Michele Pellizzari, an economics professor at the University of Geneva in Switzerland, has a more serious claim: that course evaluations may in fact measure, and thus motivate, the opposite of good teaching.

His experiment took place with students at the Bocconi University Department of Economics in Milan, Italy. There, students are given a cognitive test on entry, which establishes their basic aptitude, and they are randomly assigned to professors.

The paper compared the student evaluations of a particular professor to another measure of teacher quality: how those students performed in a subsequent course. In other words, if I have Dr. Muccio in Microeconomics I, what’s my grade next year in Macroeconomics II?

Here’s what he found. The better the professors were, as measured by their students’ grades in later classes, the lower their ratings from students.

“If you make your students do well in their academic career, you get worse evaluations from your students,” Pellizzari said. Students, by and large, don’t enjoy learning from a taskmaster, even if it does them some good.

There’s an intriguing exception to the pattern: Classes full of highly skilled students do give highly skilled teachers high marks. Perhaps the smartest kids do see the benefit of being pushed.

Measuring the teacher by how well the student did in the next course is an important part of this experiment. Previous papers, says Pellizzari, compared student ratings to student grades within that same course. An easy-A prof may earn five stars in return for handing out good grades. But this leniency, his research suggests, does the students no long-term favors.

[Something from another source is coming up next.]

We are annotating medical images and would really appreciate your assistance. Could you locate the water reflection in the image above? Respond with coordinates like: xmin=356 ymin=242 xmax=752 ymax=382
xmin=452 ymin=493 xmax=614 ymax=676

Both Pellizzari and Stark agree that student surveys should be used in a much more limited way, to capture student satisfaction. And they could perhaps be used to gather information on factual points like whether the professor showed up on time or canceled class more than once or twice.

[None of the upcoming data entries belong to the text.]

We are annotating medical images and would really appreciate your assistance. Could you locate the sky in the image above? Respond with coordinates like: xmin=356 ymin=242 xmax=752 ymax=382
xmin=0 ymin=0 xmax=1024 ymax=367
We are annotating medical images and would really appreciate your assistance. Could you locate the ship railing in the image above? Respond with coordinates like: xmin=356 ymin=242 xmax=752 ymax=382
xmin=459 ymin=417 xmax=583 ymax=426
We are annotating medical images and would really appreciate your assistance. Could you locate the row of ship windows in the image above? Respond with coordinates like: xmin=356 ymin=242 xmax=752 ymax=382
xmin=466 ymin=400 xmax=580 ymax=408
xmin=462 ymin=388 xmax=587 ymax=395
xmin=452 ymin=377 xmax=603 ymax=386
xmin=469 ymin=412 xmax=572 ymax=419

In addition, they’d like to see other methods of evaluating teachers. As department chairman in statistics, Stark actually has implemented new methods and has seen interest in them spread across several divisions at Berkeley.

One approach is peer evaluation of teaching. They create a rubric and have past winners of department teaching prizes observe classes to gather information on teachers.

Another is to do a review of the materials that professors use to create classes.

“Show me your stuff,” Stark says. “Syllabi, handouts, exams, video recordings of class, samples of students’ work. Let me know how your students do when they graduate. That seems like a much more holistic appraisal than simply asking students what they think.”